Children Bioethics and the question of normality: The cases of behavioral and cognitive disorders through pharmaceutical treatment

Speech presented at the 12th World Conference on Bioethics, Medical Ethics and Health Law organized by the UNESCO Chair in Bioethics in Limassol, Cyprus on 2017

A recent BBC article suggests that faking feeling, especially of understanding and compassion, might be good for one’s career . As a proposal, the claim is that being insincere, displaying feelings you don’t actually have, might be good for your professional or overall social life.

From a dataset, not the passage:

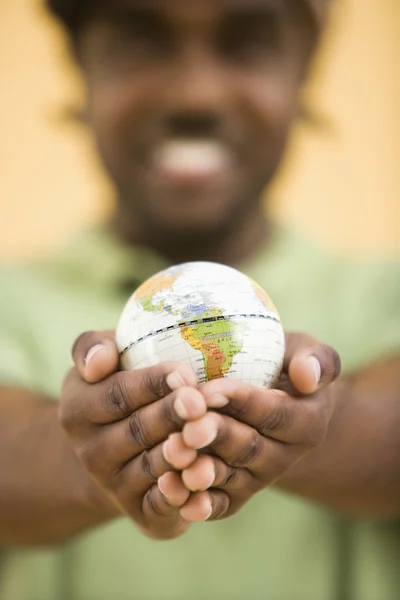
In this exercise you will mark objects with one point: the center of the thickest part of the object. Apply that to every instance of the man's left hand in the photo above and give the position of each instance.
(252, 436)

The article’s very first example involves a doctor, who claims that she often does not feel compassionate towards her patients, particularly those whose health conditions are the result of their particular lifestyle (e.g. as a result of a bad diet, alcohol or heavy smoking). But, says the doctor, by acting as if she cared, she actually gets better results from her patients, who consequently feel more comfortable and become more open to advice. This, says the doctor, is a big advantage for the overall therapeutic outcome.

The issue here is not only whether faking it, even in the name of science, is bad or immoral. It is rather that one would expect a doctor to be compassionate or caring in the first place, because compassionate attitude is part of what it is to be a doctor. From this perspective, telling a doctor to pretend to care more than he actually does, perhaps for the patient’s own good, is not to tell him to do something extra. In fact, not only is it part of what it is to be a doctor, it is also an attitude prescribed by the Hippocratic oath: the 4th clause of the modern version of the Hippocratic oath states ‘I will remember that there is art to medicine as well as science, and that warmth, sympathy, and understanding may outweigh the surgeon’s knife or the chemist’s drug’.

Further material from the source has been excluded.